Sin embargo, a lo que los críticos apuntan es que los propios demócratas han aceptado jugar con las reglas. Un ejemplo: para las elecciones del Congreso que se celebrarán en noviembre, en las carreras senatoriales más apretadas los grupos que apoyan a los demócratas han gastado en torno a US$ 100 millones, cerca de 20% más que los asociados a los republicanos. Y hasta la semana pasada, el propio Obama sumaba 55 eventos de recolección de fondos en lo que va del año; es decir, un evento cada cinco días.

Curiosamente, fue el actual presidente quien marcó uno de los hitos del declive del sistema de financiamiento público de la política, cuando en 2008 decidió no aceptar los US$ 85 millones que le entregaría el Estado si decidía ingresar a ese sistema y no recolectar más fondos por parte de la campaña, pese a que él había apoyado esa idea previamente y a que McCain, su rival republicano, ya había comprometido su participación en el fondo. Con una maquinaria aceitadísima para recaudar donaciones, la maniobra es vista hasta hoy como una jugada clave, que le permitió a Obama tener una ventaja de más de US$ 300 millones en la elección. En 2012, cuando tanto el mandatario como su rival Mitt Romney optaron por la recaudación de fondos, la diferencia se estrechó: ambas campañas sobrepasaron los mil millones de dólares en gastos.

Lo llamativo es que esa cifra, la oficial, no incluye lo que gastaron los grupos externos no asociados a las campañas, denominados comités de acción política (PACs o Super PACs). Creados como una forma de recibir los aportes ilimitados que por ley no podían recaudar partidos ni candidatos, fueron las estrellas invitadas de la contienda de 2012. Un ejemplo: un solo millonario, el magnate de casinos Sheldon Adelson, donó US$ 90 millones a diferentes PACs o Super PACs asociados a Mitt Romney. Aun cuando la norma es que estas agrupaciones no pueden estar en contacto ni coordinarse con las campañas, la verdad es que las más importantes son dirigidas por personas estrechamente asociadas a los postulantes, lo que, en la práctica, deja al espíritu de la ley como letra muerta.
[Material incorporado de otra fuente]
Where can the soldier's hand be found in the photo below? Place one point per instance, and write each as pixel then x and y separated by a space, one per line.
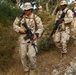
pixel 34 37
pixel 22 30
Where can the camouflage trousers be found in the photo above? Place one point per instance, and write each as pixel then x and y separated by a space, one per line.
pixel 28 55
pixel 62 37
pixel 73 28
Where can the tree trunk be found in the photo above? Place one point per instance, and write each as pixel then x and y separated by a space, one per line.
pixel 47 5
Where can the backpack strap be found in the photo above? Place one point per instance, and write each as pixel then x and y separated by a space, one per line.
pixel 34 18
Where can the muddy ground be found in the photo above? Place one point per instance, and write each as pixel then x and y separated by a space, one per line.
pixel 46 61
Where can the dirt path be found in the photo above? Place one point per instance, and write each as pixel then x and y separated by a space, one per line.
pixel 46 62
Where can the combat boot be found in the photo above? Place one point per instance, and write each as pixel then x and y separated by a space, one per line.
pixel 32 72
pixel 64 55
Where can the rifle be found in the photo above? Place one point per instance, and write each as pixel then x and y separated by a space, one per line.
pixel 29 34
pixel 57 26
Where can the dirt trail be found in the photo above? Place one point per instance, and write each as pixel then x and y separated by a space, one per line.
pixel 46 62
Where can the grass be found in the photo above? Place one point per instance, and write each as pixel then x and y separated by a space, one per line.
pixel 8 38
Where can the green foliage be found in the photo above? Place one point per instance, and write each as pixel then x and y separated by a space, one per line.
pixel 8 38
pixel 45 42
pixel 7 46
pixel 8 13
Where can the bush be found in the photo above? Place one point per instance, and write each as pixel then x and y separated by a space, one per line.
pixel 8 13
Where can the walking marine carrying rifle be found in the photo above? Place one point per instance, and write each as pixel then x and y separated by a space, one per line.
pixel 28 32
pixel 57 26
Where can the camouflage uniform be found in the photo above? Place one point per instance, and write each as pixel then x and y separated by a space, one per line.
pixel 27 50
pixel 62 35
pixel 73 30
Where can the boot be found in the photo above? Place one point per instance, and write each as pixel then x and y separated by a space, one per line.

Los demócratas culpan de esto a la Corte Suprema, que en varias decisiones a lo largo de la última década -como la de 2010 en el caso de la organización Citizens United- ha planteado como inconstitucionales puntos de la ley promulgada en 2003 que limitan las donaciones que pueden hacer personas y empresas, equiparando ese derecho con el de la libertad de expresión.

Sin embargo, no parece haber vuelta atrás con el esquema, sobre todo por el creciente costo e inversión en las campañas. Para las elecciones parlamentarias de noviembre, la estimación es que sólo los candidatos y partidos gastarán entre US$ 5.500 millones y US$ 6.500 millones, algo que se ve por estos días en todos los canales, donde la sucesión de avisos pagados -preferentemente para atacar a los candidatos rivales- es la norma en los programas más vistos.

La semana pasada, The New York Times publicó un artículo donde recordaba los 40 años de la Ley Federal de Campañas Electorales, la última gran reforma antes del acuerdo de 2001, que fue construida en respuesta al escándalo de Watergate que obligó a Richard Nixon a renunciar a la presidencia. Tomando el escenario actual, el periódico planteaba una realidad que no es ajena en Chile: que una controversia o polémica en cuanto al financiamiento de los congresistas sería la única forma de cambiar el actual modelo. Y aludía a la frase icónica que se le atribuye “Garganta Profunda”, el informante de los periodistas que destaparon el Watergate: “Sigan el dinero”. “Ése era un sabio consejo en la década de 1970”, planteaba el diario. “Y es aun más sensible estos días, cuando el dinero corre a través de la política estadounidense con la velocidad de una inundación relámpago”.